Audio and Speech Signal Processing
Prof. Dr.-Ing. Waldo Nogueira
Organisation
Exercises and labs supervised by:
Prof. Dr.-Ing. Waldo Nogueira
Course Numbers: 36460 (Lecture), 36462 (Exercises/Labs)
Dates (Winter Semester 2016/2017,
preliminary, 4 CP):
Lecture dates (preliminary):
(Raum 1307, Gebaeude 3408: Mehrzweckgebäude) Termine am Fr. 21.10., Fr. 28.10., Fr. 11.11., Fr. 25.11., Fr. 02.12., Fr. 09.12., Fr. 16.12., Fr. 23.12., Fr. 20.01. 09:00-11:00
Excercise dates (preliminary):
(Raum 1307, Gebaeude 3408: Mehrzweckgebäude) Fr. 28.10., Fr. 11.11., Fr. 25.11., Fr. 02.12., Fr. 09.12., Fr. 16.12., Fr. 23.12., Fr. 20.01. 11:00-12:00
(Raum 1122, Gebaeude 3408: Mehrzweckgebäude) Fr. 04.11., Fr. 18.11., Fr. 13.01., Fr. 27.01. 09:00-11:00
Vorläufige Veranstaltungs- und Raumübersicht
Exam:
- Written
- Duration: 60 minutes
Contents
- Introduction
- Fundamentals of speech acoustics: Mechanisms of speech production speech, sound classification, sound representation
- Fundamentals of perception: pitch, intensity and timbre
- Spectral analysis of audio and speech signals
- Speech Models: Physical models of speech
- Fundamentals of speech perception
- Spectral transforms of audio and speech signals
- Models based of speech production: Predictive analysis based on speech production (LPC)
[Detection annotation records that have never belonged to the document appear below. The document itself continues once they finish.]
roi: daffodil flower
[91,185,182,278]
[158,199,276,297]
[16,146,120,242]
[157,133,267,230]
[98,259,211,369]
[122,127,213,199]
- Application 1: Text-to-Speech Synthesis
- Application 2: Automatic Speech Recognition: Cepstrum analysis, Hidden Markov Models
Goals of the Lecture
In this Lecture the students will develop a methodology to analyze code, recognize and synthesize audio signals
using signal processing techniques. More concrete the student should acquire the theoretical and practical competences
related to:
- Fundamentals of acoustics, physiological and perception of sound
- Fundamentals of digital signal processing of audio signals
- Methods for modeling and processing audio and speech signals
Prerequisites
Necessary Prior Knowledge:
Fundamentals of Digital Signal Processing, Probability and Information Theory.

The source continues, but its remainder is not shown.